Lack of White Hot Passion

Another part of the problem is that I’m hardly ever aware of the kind of passion I think other artists have when they speak of passion for subject. That white-hot fire in the belly that won’t leave you alone. I don’t remember ever feeling anything to that extent. So I’m thinking, “I don’t feel white-hot passion for this, so it must not be the right thing to draw,” even if it is the right thing to draw.

And sometimes, the problem is that I just don’t want to do the same kinds of subjects again. I addressed this issue in a post titled, When You Get Tired of Drawing Your Favorite Subjects, so I won’t do more than just mention here.

What Do You Do When You Can’t Decide What to Draw?

This is where the rubber meets the road. You can have all the great art ideas in the world and still feel stumped.

I don’t know if these things will help you because they don’t always help me, but I offer them anyway.

Pick Something and Draw It

When you can’t decide what to draw, but you have lots of ideas, just pick a photo and draw it. If the ideas are all about equal, this is a good way to get started.

Combine Two or More Ideas

You might also try combining the best parts of several photos into your own composition. That’s perfectly all right, even if you are drawing a specific location. If you don’t want to do that, try drawing the most significant part of the landscape. A tree, maybe, or a pond.

Do a Series of Small Studies

Something I like to do is small studies. One or two colors of pencil on colored paper keeps me from getting bogged down in detail. If you sketch fairly quickly, you can work your way through a collection of photos in a few days. It’s entirely possible that one will grab your attention enough for a more complete drawing.

And even if that doesn’t happen, you’ll have a nice collection of sketches when you finish!

Don’t Focus on Passion

If you have the “passion problem” that I described, then the best thing to do is ignore the idea of passion in art. Draw whatever appeals to you and call it good. We’re not all made the same. There are different levels of passion and some feel it hotly and some feel it temperately. I, for one, have an easier time feeling compelled to do something than feeling passion to do that thing. Maybe compulsion is some form of passion. I’ve been told it is.

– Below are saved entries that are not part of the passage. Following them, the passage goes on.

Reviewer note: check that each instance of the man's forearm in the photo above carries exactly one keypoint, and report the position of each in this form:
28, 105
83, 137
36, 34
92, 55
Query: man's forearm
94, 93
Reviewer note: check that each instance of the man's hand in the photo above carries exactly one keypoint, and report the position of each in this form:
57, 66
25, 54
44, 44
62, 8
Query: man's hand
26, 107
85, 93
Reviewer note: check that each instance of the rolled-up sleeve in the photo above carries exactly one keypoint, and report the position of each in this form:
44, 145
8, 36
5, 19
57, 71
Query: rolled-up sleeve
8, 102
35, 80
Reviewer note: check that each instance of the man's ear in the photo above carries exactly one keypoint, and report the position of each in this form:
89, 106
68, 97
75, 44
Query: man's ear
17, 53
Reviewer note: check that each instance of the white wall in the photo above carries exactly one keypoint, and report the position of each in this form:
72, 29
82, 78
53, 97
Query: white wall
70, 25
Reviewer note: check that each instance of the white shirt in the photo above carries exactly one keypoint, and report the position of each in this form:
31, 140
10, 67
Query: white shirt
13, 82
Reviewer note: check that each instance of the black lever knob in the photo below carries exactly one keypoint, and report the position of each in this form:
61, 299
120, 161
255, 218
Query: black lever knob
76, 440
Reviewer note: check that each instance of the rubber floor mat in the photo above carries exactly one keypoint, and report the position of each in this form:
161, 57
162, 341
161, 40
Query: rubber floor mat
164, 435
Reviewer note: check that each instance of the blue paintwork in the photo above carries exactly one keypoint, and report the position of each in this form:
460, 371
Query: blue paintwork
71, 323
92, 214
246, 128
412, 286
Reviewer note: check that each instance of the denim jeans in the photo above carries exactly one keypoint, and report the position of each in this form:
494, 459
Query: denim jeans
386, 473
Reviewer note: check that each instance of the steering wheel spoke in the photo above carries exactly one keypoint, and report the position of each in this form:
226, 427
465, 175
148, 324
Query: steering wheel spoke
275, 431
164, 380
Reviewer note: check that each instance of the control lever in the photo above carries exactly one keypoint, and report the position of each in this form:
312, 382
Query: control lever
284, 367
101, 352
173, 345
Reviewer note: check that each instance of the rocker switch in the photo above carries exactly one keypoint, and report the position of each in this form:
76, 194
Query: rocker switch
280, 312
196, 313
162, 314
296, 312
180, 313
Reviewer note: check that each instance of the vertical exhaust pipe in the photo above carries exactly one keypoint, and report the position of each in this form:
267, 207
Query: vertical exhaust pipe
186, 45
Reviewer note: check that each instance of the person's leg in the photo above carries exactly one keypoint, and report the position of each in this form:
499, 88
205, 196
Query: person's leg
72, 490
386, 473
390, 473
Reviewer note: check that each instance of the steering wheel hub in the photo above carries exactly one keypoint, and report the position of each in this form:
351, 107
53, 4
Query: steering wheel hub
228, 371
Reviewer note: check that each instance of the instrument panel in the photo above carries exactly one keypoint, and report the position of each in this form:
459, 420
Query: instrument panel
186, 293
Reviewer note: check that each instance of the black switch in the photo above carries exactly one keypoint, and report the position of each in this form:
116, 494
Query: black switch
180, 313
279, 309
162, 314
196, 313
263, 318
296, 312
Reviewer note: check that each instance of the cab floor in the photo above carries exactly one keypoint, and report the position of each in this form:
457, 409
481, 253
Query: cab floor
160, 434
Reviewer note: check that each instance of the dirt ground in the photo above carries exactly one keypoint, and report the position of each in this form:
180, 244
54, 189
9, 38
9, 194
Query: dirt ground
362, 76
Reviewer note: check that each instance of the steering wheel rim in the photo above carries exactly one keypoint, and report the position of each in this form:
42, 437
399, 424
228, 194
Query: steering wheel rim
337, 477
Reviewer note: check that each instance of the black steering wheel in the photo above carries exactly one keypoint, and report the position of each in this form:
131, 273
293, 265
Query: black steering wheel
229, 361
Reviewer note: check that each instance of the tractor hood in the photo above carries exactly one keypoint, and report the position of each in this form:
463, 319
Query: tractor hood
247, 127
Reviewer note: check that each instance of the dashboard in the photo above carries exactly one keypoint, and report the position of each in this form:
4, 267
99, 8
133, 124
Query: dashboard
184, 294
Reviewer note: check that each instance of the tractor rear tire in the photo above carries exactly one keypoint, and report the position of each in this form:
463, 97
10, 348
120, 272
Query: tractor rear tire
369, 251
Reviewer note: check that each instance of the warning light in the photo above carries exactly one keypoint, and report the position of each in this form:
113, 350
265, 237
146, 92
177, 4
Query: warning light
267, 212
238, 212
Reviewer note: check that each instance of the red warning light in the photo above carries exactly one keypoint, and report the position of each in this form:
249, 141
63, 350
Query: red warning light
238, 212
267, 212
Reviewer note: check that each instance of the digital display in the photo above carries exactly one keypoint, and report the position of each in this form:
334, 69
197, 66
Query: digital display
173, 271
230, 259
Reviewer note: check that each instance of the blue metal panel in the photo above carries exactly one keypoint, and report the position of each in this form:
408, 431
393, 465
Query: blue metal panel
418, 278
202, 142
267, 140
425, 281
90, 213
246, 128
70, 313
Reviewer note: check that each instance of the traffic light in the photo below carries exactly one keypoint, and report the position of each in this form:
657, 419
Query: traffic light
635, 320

Whatever the case, don’t let the way other people react to their work dictate how you react to yours. If that’s what you’re doing, it’s sure to stifle your natural creativity.

Conclusion

I hope I’ve answered this reader’s question (and that of anyone else dealing with the same issues.) Art ideas and inspiration can come from anywhere and everywhere. At least for me.

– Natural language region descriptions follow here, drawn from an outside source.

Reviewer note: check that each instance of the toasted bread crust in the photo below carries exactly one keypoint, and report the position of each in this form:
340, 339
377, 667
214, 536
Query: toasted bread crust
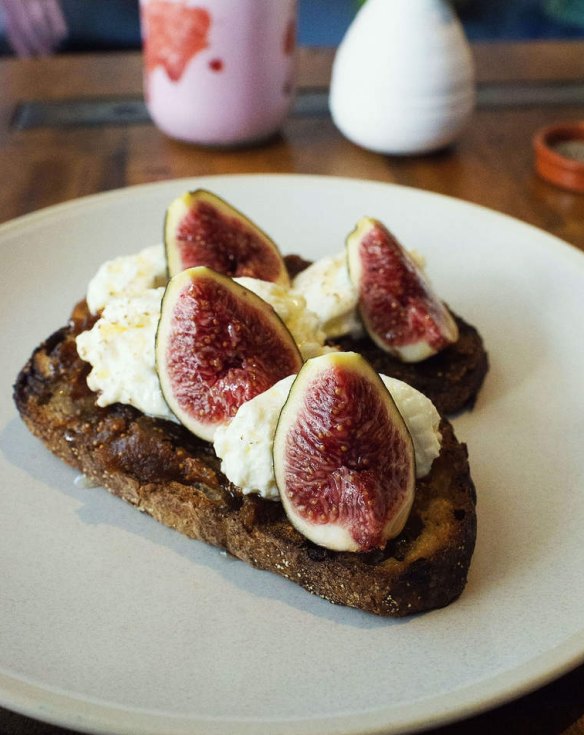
164, 470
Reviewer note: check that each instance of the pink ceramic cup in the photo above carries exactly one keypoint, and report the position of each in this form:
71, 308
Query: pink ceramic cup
219, 72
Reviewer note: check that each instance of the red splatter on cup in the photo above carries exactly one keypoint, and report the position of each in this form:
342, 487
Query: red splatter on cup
219, 72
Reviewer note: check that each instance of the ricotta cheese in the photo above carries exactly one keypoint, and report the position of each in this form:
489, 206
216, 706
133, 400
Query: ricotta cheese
330, 294
245, 444
290, 306
127, 275
120, 349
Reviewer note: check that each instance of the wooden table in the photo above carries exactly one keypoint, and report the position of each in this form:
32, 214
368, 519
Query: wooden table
46, 157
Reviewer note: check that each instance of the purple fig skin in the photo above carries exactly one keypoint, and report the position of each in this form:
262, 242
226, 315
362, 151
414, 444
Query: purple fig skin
398, 307
217, 346
200, 228
343, 458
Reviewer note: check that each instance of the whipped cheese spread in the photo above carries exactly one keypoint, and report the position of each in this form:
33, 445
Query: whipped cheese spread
245, 444
290, 306
331, 295
120, 349
120, 346
127, 275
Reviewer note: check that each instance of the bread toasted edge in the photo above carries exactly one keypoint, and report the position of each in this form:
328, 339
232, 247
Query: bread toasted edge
426, 567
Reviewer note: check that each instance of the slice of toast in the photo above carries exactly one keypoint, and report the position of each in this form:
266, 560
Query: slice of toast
164, 470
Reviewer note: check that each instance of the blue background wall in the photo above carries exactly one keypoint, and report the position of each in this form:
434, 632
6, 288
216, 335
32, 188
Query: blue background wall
113, 24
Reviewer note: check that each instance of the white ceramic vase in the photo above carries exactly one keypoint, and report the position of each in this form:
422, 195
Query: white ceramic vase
403, 77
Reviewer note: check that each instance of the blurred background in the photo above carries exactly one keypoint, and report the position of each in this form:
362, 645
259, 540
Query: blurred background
94, 25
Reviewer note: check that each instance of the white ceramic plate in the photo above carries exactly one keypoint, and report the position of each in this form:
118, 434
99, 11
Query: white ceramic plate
110, 622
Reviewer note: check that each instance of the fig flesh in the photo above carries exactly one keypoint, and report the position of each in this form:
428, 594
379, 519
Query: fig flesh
200, 228
343, 458
217, 346
398, 307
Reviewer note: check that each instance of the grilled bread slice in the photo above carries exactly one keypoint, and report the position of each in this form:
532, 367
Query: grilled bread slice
164, 470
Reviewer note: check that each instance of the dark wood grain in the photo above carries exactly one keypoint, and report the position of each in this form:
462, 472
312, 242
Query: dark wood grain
491, 165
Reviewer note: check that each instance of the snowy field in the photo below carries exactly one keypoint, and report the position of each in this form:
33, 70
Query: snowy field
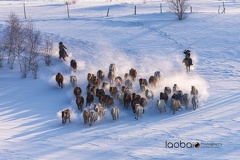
30, 120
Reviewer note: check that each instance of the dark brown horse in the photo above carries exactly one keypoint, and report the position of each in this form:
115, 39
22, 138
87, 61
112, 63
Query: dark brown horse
59, 78
188, 63
80, 102
73, 64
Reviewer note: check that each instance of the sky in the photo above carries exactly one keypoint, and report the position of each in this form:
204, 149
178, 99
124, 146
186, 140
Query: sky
30, 109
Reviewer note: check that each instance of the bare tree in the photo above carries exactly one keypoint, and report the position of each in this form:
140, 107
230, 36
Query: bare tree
11, 37
48, 50
29, 50
179, 7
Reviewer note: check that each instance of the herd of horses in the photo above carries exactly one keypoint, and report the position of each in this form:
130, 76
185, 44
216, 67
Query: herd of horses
106, 92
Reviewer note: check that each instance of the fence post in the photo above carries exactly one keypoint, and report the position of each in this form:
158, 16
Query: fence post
67, 9
160, 7
107, 12
24, 10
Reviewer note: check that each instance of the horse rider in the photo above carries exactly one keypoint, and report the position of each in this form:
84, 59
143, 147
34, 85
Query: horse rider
187, 53
62, 52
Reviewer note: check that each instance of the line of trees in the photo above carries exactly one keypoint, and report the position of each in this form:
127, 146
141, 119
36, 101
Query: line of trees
179, 7
24, 43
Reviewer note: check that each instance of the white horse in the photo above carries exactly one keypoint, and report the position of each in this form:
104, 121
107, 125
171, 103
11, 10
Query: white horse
99, 109
149, 94
128, 83
139, 110
111, 76
194, 102
194, 91
112, 68
93, 117
66, 116
73, 81
186, 99
176, 105
157, 74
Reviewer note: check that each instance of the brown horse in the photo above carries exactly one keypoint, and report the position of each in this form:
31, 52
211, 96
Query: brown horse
188, 63
80, 102
59, 78
73, 64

I feel like I’ve gotten a bit off track, but this is something I wrestle with on a regular basis, and I can tell you from experience that there have been times when it totally shut down the creativity.

Whatever else you do, don’t let that happen to you!

4 Replies to “Where Do Art Ideas Come From”

  1. Thank you for another great article Carrie. I save so many posts from you because I know they are going to come in handy to refer back to. That said, another way that I get inspiration for what I want to draw is to set goals, find tutorials or photos that will work towards that goal and then set them up to do, in a certain order. That always works well for ordering from Blick too. I like to get free shipping so I plan my projects months ahead of time, order supplies all at once and get the free shipping. This works for me because I am goal oriented. Of course I do go down bunny trails every so often… like Christmas art during Dec. Then… back on track unless the bunny comes back again. LOL! Thank you again for the article.

  2. I’m surrounded by things to paint, but I have to choose based on my market. There are certain subjects that sell over and over for me, since I am very much a regionalist. The challenge is to find ways to paint or draw them in a way that won’t bore me! Commissions help, because I know there is a happy customer at the end. (It is better to draw an ugly house than to be a waitress.) If you draw or paint simply for the joy of it, choose anything you want!

    1. Excellent points, Jana!

      I, too, started looking for new and interesting ways to do horse portraits after the first five or ten years.

      And you’re quite right about ugly houses and waitressing!